Worshippers arriving for Friday prayers at Addis Ababa’s Awalia mosque found a notice posted at the entrance, which read: “They managed to get in through the back door before. Let’s make sure it doesn’t happen again.”

The notice was signed by a mosque committee opposed to what it says has been a quiet government takeover of Ethiopia’s Islamic Affairs Supreme Council. The committee is demanding elections for new council members, to be held in the city’s mosques. They rejected a suggestion that the vote be held in neighborhood government halls called kebeles.

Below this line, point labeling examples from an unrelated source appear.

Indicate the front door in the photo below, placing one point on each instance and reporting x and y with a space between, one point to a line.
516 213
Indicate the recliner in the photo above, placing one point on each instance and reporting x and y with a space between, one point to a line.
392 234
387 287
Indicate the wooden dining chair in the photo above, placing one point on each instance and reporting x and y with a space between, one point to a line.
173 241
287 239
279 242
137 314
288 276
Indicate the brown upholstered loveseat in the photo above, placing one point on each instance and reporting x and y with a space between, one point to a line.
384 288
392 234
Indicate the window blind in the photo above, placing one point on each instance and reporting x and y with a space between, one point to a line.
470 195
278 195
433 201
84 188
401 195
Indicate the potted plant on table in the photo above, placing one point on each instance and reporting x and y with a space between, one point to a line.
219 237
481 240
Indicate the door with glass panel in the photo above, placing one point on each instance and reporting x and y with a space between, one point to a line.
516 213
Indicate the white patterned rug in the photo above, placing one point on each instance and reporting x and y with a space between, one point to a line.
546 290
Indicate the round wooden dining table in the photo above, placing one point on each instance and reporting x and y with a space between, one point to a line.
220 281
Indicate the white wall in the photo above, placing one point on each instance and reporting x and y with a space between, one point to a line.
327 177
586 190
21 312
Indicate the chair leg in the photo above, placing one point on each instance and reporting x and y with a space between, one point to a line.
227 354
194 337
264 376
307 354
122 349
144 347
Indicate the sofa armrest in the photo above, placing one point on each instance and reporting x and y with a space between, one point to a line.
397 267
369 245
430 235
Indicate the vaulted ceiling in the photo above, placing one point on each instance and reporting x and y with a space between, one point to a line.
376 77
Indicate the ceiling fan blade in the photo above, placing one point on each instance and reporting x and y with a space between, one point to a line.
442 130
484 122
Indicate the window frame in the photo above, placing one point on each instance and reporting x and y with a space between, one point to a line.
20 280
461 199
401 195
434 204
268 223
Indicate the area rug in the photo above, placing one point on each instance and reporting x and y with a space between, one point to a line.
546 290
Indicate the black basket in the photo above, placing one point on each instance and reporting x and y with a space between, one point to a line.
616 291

Standing at the entrance to the mosque, Ibrahim Hassan who teaches computer science at the Awalia Mission School, says holding the election in kebele halls would open the door to mischief.

Prime Minister Meles Zenawi last month signaled a crackdown on those he accused of “peddling ideologies of intolerance.” In a speech to parliament, he said a few Salafis had formed clandestine al-Qaida cells in the southern part of the country.

Days later, four protesters were killed and many others injured in the southern state, Oromia when they tried to prevent police from arresting a Muslim cleric accused of promoting a radical ideology.

Last week, five men, including one Kenyan national, were arraigned in Addis Ababa’s federal court on charges of operating an al-Qaida cell out of a mosque in Oromia.

In another incident this month, Ethiopian authorities expelled two Arab men said to have been visiting from an unnamed Middle Eastern country. The two were detained after making what police called “inflammatory statements” and distributing materials at Addis Ababa’s main Anwar mosque.